Sátiro abatió a un hombre que portaba un estandarte con una cola de lobo, y rezó para que fuese del bando de Upazan. Tenía el brazo de la espada ensangrentado hasta el codo, y el hombro debilitado; los músculos le ardían por el esfuerzo de un millar de mandobles asestados por encima de la cabeza, y apenas lograba dominar a su caballo capturado.

Pero sentía la presencia de Heracles a su lado.

«Voy a morir bien», pensó.

Paró un golpe, alcanzando la pesada hacha en el mango, de modo que su espada se deslizó por este y el filo del adversario le abrió un tajo superficial en el hombro. Levantó la mano de la brida hasta el mango del hacha, con intención de asestar un mandoble a la empuñadura, pero de pronto se encontró con la muñeca inmovilizada por el hombre del hacha.

Upazan.

Se miraron a los ojos mientras ambos trataban de dar el golpe mortal; brazo contra brazo, mano contra mano.

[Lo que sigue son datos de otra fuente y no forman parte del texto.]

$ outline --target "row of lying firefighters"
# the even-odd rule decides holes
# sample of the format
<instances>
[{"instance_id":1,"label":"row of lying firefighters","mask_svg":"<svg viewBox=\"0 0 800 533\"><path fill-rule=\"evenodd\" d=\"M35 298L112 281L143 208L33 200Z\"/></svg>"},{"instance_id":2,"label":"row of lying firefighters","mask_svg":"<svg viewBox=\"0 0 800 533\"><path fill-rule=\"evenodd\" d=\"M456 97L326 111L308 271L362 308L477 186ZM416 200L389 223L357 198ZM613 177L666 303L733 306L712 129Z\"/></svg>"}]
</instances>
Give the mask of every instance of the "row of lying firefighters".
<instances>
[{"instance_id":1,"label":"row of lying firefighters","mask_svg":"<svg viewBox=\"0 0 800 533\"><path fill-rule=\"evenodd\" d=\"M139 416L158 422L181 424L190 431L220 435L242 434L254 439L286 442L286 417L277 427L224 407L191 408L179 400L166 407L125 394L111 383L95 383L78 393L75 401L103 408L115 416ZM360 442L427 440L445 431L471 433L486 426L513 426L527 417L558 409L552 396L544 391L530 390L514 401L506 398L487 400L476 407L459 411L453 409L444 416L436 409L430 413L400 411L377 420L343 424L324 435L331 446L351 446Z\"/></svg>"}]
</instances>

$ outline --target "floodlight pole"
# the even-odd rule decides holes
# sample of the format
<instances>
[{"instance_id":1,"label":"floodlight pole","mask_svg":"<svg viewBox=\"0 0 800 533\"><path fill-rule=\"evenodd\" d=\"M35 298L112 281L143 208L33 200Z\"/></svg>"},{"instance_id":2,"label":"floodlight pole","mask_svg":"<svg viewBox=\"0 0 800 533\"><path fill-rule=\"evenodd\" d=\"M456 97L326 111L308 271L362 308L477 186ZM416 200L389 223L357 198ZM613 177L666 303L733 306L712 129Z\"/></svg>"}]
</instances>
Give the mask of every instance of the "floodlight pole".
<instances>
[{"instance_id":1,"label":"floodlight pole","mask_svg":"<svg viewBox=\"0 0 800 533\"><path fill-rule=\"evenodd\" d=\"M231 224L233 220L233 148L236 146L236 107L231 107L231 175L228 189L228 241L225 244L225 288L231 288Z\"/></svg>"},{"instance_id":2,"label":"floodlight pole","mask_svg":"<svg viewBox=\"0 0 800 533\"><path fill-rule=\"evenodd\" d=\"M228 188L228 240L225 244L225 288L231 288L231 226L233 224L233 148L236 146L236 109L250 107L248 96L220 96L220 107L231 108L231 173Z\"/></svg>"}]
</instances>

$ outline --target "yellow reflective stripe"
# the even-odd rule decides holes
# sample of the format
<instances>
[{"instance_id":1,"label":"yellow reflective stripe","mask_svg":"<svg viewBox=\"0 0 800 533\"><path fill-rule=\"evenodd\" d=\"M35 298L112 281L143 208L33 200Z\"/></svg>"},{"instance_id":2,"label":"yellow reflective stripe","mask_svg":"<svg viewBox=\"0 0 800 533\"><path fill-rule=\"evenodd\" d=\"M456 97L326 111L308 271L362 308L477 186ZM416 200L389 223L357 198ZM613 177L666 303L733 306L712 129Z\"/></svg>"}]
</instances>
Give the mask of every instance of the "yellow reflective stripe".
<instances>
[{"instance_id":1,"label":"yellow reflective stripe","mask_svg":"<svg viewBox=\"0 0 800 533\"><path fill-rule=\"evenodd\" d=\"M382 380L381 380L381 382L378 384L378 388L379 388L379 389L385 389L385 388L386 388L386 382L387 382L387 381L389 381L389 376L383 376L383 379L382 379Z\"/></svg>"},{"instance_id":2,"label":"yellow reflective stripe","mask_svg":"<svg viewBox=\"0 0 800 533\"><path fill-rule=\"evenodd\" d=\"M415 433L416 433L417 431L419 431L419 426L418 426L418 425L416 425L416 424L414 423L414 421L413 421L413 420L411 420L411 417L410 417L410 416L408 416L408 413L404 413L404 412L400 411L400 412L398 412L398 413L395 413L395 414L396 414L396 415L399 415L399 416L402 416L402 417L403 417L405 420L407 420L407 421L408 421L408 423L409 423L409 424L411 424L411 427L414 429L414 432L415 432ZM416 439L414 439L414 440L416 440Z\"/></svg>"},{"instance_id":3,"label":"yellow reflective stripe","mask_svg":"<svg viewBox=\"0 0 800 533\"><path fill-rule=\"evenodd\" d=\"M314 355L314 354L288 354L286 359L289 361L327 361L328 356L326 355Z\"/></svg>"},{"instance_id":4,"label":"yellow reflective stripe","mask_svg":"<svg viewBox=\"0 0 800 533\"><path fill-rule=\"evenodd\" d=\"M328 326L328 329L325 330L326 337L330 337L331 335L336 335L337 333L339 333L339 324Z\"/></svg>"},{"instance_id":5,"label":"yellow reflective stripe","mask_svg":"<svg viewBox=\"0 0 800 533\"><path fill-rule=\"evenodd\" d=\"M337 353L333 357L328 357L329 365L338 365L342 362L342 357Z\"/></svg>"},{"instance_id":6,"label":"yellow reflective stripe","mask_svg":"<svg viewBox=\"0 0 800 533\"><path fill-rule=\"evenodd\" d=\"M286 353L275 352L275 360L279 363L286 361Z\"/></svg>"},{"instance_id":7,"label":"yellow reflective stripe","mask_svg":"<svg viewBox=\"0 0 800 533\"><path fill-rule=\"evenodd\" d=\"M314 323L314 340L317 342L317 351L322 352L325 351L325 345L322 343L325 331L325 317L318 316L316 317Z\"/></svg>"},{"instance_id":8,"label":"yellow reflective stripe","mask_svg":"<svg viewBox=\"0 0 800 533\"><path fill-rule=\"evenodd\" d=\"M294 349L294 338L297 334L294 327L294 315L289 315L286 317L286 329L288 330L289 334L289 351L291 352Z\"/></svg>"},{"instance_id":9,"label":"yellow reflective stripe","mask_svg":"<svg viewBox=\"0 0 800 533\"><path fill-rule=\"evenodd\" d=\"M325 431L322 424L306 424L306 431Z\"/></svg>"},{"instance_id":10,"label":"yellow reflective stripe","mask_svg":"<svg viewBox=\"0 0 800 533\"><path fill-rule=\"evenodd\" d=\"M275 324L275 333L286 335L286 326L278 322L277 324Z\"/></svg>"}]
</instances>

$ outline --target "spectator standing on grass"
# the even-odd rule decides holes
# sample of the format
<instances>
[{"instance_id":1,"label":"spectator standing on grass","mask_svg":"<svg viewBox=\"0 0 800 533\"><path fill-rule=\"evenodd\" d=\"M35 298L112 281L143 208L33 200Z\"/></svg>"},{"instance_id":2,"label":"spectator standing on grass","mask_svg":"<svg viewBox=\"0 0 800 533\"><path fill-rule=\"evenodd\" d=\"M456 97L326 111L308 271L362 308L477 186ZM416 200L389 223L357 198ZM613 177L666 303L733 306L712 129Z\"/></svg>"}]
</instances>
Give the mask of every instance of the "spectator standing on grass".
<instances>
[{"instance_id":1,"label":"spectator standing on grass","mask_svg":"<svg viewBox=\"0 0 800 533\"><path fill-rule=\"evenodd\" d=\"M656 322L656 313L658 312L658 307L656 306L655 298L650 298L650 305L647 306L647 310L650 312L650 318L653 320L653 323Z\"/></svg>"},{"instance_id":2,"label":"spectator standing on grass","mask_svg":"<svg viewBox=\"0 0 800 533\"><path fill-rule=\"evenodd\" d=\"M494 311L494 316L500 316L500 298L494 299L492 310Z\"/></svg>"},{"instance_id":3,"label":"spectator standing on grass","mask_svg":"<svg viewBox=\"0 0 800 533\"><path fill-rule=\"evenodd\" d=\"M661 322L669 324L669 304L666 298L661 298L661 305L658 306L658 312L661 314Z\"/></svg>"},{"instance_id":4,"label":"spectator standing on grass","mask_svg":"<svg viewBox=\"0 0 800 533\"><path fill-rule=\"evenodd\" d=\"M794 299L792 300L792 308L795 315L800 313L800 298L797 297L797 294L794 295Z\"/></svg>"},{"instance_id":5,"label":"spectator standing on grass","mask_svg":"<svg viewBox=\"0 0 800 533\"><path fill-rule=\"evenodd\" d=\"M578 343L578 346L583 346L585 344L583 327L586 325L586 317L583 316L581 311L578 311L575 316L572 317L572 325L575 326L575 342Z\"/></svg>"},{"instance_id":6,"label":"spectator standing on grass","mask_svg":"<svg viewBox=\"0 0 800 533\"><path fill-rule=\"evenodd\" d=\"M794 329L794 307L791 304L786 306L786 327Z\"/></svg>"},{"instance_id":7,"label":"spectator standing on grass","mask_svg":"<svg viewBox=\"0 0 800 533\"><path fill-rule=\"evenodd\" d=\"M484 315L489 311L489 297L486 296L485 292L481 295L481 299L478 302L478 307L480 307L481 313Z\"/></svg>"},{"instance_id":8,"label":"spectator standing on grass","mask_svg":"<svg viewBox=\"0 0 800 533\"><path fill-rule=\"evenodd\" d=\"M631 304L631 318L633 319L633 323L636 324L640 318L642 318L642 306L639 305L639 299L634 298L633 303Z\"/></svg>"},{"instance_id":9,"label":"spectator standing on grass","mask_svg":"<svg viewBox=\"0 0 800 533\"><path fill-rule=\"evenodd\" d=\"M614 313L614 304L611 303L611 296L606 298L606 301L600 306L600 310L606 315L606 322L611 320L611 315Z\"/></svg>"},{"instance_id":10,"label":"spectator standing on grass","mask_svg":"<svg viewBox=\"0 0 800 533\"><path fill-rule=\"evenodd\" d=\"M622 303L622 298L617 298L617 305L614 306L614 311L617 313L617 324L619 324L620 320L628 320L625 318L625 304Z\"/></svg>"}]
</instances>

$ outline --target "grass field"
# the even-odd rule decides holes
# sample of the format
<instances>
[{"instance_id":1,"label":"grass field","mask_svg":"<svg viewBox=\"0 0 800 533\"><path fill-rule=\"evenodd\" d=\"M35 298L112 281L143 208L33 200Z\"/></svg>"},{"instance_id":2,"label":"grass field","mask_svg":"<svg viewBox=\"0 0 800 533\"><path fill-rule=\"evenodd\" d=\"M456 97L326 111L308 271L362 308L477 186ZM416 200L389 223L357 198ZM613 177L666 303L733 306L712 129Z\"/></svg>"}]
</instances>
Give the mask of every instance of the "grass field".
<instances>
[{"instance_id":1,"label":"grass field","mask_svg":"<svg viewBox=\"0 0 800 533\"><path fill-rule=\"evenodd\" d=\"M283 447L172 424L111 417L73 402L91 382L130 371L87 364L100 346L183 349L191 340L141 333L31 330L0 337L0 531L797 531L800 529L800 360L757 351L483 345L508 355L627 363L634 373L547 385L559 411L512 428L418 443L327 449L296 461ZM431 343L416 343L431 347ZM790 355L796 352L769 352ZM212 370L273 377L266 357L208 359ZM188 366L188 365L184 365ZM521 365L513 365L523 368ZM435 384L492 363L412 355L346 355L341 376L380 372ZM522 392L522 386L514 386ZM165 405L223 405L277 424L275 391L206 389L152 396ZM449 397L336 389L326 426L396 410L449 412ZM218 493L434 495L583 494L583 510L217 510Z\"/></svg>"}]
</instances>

Upazan se irguió sobre su caballo, intentando servirse de su inmensa fuerza para derribar a Sátiro.

A lo lejos, Sátiro oyó el canto de unos griegos, y se preguntó qué significaba. Luego volvió a concentrarse en Upazan. Forcejeó con él, y sus caballos se movían con ellos, y de pronto los brazos de Sátiro comenzaron a debilitar la sujeción de Upazan. Upazan redobló sus esfuerzos y dio un grito tremendo al abalanzarse contra Sátiro.

Sátiro resistió y se lo quitó de encima.

Perdió la mano de Upazan, pues sus caballos se estaban separando, y le dio un golpe rápido con la espada. Lo alcanzó, hundiéndola profundamente en el brazo izquierdo de Upazan al tiempo que este le hincaba una daga con la izquierda, que le cortó en el brazo, y Sátiro soltó la espada egipcia, que quedó colgando de la cadena que la sujetaba a su muñeca.